TL;DR: After a week-long investigation, I think either the ath9k_htc firmware is broken, or a large proportion of the 0cf3:9271 devices is buggy. My next plan is to purchase or pick up a different wifi adapter that avoids the firmware. My inspection of the ath9k_htc driver suggests that all Atheros 9271 chips use this firmware.
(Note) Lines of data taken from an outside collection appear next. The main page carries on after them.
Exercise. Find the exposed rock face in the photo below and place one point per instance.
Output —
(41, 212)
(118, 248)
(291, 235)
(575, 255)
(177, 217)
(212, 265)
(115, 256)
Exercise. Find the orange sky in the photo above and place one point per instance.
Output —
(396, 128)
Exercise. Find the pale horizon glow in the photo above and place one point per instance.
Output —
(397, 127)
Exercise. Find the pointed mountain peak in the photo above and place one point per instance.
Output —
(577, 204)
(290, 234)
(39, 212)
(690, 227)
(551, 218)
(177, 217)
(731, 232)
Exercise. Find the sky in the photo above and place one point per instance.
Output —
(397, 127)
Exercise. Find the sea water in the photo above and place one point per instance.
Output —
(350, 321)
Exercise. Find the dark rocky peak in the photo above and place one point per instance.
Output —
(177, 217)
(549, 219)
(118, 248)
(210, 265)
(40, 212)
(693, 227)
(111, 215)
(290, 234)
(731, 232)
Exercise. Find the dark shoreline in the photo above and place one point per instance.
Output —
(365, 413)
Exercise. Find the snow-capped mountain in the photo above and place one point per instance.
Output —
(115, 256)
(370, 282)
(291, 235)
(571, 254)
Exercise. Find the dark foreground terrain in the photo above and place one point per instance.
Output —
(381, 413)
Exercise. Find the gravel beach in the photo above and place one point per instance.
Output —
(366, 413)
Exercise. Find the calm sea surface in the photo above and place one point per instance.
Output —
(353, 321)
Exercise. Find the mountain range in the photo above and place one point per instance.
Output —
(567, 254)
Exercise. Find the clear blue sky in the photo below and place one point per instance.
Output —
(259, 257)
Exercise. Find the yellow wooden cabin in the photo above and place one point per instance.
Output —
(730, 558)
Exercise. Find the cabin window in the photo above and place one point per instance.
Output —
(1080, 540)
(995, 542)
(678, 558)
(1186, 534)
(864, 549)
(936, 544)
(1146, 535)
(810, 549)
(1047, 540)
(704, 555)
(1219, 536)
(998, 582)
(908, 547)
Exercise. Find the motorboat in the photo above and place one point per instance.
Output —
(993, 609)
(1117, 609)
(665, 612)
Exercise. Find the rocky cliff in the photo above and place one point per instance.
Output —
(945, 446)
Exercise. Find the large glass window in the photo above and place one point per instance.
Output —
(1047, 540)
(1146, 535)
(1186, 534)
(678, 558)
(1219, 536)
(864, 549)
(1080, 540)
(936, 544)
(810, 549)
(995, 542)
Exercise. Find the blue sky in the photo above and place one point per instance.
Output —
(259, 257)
After I updated my system from Ubuntu 18.04 LTS to Ubuntu 20.04 LTS, my USB wifi adapter has dropping my connection after some time of usage. I can fix the problem temporarily by unplugging the adapter and plugging it back in, but I would like to fix the underlying problem so that the device stops doing this completely. I do not know where to start looking, however.
lsb_release -a:
LSB Version: core-11.1.0ubuntu2-noarch:security-11.1.0ubuntu2-noarch
Distributor ID: Ubuntu
Description: Ubuntu 20.04.2 LTS
Release: 20.04
Codename: focalI enabled debug logs for the ath9k_htc driver. Apart from that config change, I built the kernel from the same sources as the Linux kernel debian package from Ubuntu's repos, which I acquired with apt-get source linux-modules-extra-5.4.0-70-generic
uname -a:
Linux herpcomp 5.4.94afw #1 SMP Sat Apr 10 21:27:47 PDT 2021 x86_64 x86_64 x86_64 GNU/LinuxHere is a link to an excerpt from running journalctl - . I think I caught the moment where the device acting weirdly since I see there is a log line saying:
Apr 11 16:59:14 herpcomp kernel: wlx00c0ca82d3fc: deauthenticated from 04:d9:f5:b1:f8:30 (Reason: 15=4WAY_HANDSHAKE_TIMEOUT)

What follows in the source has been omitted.